Volvió a la mesa y hojeó el informe hasta que encontró la referencia a los pagos efectuados a las personas consideradas dignas de la ayuda de la Liga. En efecto, los pagos se hacían a través de la Banca di Verona. Se quedó de pie, con las manos apoyadas en la mesa y la cabeza inclinada sobre los papeles, y se dijo que una cosa es la certeza y otra, pruebas. Pero tenía la certeza.

Ravanello había prometido enviarle copia de las cuentas que Mascari gestionaba en el banco, seguramente extractos de las inversiones que supervisaba y de los préstamos que aprobaba. Desde luego, si Ravanello no tenía inconveniente en proporcionarle estos datos, lo que Brunetti buscaba no estaría reflejado en ellos. Para tener acceso a los archivos completos del banco y de la Liga, Brunetti necesitaría una orden judicial, y ésta sólo podría conseguirla una autoridad superior.

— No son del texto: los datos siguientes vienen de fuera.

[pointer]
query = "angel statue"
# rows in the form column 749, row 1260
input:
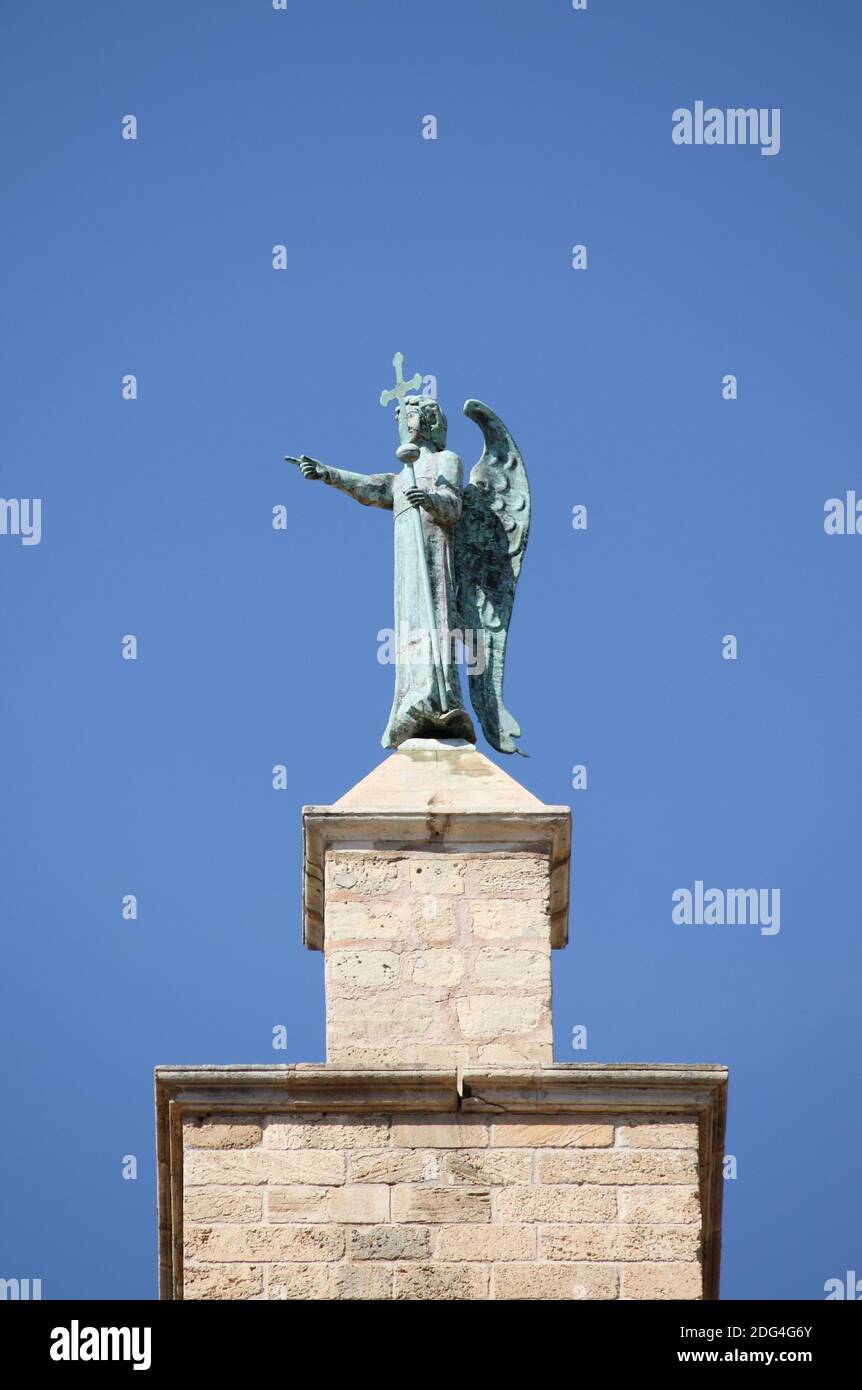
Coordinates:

A través de la puerta sonó el «Avanti» de Patta, y Brunetti entró en el despacho de su superior. Patta levantó la mirada y, al ver quién era, volvió a bajarla a los papeles que tenía delante. Brunetti observó con sorpresa que Patta parecía estar leyéndolos, en lugar de utilizarlos como pretexto para simular que trabajaba.

– Buon giorno, vicequestore -dijo Brunetti al acercarse a la mesa.

Patta volvió a levantar la mirada y señaló la silla situada frente a él. Cuando Brunetti se hubo sentado, Patta preguntó señalando con el índice los papeles que tenía ante sí:

– ¿Esto debo agradecérselo a usted?

Brunetti no tenía ni idea de lo que contenían aquellos papeles, y no quería comprometerse con una afirmación antes de analizar el tono del vicequestore. Normalmente, el sarcasmo de Patta era grueso, y ahora no había en su voz ni asomo de él. Pero, por otra parte, Brunetti no había tenido ocasión de familiarizarse con la gratitud de Patta, es más, sólo podía especular acerca de ella como el teólogo, acerca de la existencia de los ángeles de la guarda, por lo que no estaba seguro de que el tono de Patta estuviera impregnado de este sentimiento.

– ¿Se trata de la información que le ha dado la signorina Elettra? -se aventuró Brunetti, tratando de ganar tiempo.

– Sí -dijo Patta acariciándolos como se acaricia la cabeza de un perro querido.